Alojarse en otra ciudad como un local es más fácil ahora
Viajar puede ser una experiencia no solamente relajante divertida y relajante, sino inspiradora. Ciertamente, viajar como un turista común, que solamente se limita a alojarse en hoteles y a visitar monumentos históricos, poco va a enriquecer a la persona. Más valioso es viajar conociendo nuevas gentes, nuevas formas de vivir y de pensar, es decir, abrirse a otras culturas, lejanas o cercanas. Sin embargo, uno de los problemas fundamentales a la hora de viajar es la cuestión del dinero, y ya que el alojamiento suele llevarse la mayor parte del mismo, hay que planificar bien en qué tipo de alojamiento va a considerar uno en sus viajes.

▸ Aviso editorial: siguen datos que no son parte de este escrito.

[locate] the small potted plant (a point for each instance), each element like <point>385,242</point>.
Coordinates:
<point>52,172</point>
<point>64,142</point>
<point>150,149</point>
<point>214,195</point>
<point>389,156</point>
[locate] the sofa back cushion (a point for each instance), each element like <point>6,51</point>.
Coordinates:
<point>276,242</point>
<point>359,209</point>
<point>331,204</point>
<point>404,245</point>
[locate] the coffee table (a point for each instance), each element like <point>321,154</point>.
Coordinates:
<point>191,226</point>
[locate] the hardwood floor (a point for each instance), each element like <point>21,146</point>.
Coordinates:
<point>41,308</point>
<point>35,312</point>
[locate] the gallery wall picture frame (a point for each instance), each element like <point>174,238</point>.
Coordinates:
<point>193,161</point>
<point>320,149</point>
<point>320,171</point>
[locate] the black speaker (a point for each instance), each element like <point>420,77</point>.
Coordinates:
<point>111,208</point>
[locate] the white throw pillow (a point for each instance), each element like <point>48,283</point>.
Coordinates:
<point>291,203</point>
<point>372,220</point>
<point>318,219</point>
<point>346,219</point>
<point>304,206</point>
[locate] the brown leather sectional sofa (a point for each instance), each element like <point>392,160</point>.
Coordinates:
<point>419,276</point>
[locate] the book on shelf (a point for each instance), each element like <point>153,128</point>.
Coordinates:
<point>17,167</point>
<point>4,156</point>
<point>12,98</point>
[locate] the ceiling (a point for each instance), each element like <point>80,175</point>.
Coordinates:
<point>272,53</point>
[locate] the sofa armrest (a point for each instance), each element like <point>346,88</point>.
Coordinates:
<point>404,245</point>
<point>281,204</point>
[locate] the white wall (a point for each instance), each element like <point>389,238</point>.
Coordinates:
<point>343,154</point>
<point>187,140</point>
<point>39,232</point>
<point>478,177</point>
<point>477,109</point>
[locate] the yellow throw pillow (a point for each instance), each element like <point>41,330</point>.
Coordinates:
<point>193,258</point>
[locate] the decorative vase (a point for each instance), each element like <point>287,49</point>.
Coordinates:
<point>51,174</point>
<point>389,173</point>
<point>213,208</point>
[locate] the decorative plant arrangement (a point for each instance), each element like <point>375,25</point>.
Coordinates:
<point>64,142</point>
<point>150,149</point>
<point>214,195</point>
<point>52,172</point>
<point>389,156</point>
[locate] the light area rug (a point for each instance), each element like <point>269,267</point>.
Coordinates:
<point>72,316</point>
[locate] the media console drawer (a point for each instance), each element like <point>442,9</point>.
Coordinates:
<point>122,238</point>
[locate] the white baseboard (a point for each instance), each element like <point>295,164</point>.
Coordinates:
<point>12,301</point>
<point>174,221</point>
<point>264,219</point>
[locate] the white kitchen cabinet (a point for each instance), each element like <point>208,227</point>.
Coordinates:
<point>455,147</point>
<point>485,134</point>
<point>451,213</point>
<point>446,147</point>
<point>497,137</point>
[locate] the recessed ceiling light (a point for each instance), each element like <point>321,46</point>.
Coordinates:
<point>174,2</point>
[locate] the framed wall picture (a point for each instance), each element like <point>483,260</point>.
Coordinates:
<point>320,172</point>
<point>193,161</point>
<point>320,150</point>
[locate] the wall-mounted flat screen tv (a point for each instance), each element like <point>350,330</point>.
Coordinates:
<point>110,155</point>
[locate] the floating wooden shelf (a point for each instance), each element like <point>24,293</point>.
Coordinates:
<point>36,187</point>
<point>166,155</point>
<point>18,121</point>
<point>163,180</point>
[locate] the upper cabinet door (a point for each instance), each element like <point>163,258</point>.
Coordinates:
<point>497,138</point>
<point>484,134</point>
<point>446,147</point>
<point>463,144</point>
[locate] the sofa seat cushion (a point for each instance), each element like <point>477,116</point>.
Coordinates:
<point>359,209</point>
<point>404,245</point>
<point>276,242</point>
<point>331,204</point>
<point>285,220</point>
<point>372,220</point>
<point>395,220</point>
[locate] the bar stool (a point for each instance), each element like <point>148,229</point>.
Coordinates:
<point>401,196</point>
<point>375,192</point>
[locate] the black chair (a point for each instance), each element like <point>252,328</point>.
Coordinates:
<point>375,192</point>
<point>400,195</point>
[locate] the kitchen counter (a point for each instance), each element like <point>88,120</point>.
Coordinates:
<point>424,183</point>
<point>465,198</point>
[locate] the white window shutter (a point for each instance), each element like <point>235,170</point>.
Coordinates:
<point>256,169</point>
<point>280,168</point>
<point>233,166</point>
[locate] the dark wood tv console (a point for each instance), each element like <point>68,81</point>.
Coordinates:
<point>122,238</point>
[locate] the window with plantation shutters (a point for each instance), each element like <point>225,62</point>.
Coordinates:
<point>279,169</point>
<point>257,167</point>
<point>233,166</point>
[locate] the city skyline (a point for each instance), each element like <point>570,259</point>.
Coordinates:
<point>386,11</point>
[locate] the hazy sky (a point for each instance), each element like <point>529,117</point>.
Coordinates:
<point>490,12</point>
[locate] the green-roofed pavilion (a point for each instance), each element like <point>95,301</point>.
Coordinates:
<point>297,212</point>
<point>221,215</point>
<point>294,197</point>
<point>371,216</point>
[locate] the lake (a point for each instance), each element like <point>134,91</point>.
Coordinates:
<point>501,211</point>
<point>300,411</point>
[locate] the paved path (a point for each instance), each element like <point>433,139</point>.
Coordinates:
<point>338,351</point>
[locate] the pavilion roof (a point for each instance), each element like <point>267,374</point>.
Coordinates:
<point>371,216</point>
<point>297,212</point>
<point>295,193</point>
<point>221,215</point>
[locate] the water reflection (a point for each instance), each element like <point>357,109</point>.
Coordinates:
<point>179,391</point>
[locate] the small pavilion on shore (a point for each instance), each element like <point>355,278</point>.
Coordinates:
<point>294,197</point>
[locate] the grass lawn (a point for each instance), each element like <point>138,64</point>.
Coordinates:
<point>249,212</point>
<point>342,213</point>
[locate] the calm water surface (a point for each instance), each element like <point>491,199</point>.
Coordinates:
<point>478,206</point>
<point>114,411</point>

Por supuesto, existen numerosas alternativas según las expectativas y la capacidad de cada uno:
- Hoteles de diverso tipo y hosteles.
- Albergues juveniles y para viajeros.
- Penensiones regentadas por habitantes del lugar.
- Casas de lugareños, bien antiguos conocidos, bien conocidos por anuncios.
Vivir en otra ciudad como local permite una nueva forma de entender los viajes.
Esta última opción ofrece muchas ventajas para el viajero que quiera conocer de verdad cómo viven los habitantes del lugar, ya que podrá tener de mano de su anfitrión conocimiento de las costumbres, la forma de pensar y la idiosincrasia de los lugareños, algo que el huésped de un hotel no tendrá.
Recientemente han surgido iniciativas que pretenden ofrecer algo muy parecido a esta última opción, como la de la empresa alemana Wimdu. Básicamente se trata de servir de intermediario entre los anfitriones, que dan a conocer en la página las viviendas, habitaciones o la forma de alojamiento que tengan, y por otra parte los inquilinos, que pueden elegir entre una amplia gama de oferta en cuanto a presupuestos y tipos de alojamiento. Las condiciones en las que se ofrece en servicio garantizan transparencia y seguridad tanto para el anfitrión como para el inquilino, de forma que no haya malos entendidos. De este modo, en un viaje por Alemania, por ejemplo, es posible reservar con suficiente anticipación un apartamento en Munich y, durante el periodo de estancia en la ciudad, vivir como un muniqués más, en la medida de lo posible, en vez de visitar la ciudad como un simple turista en un hotel.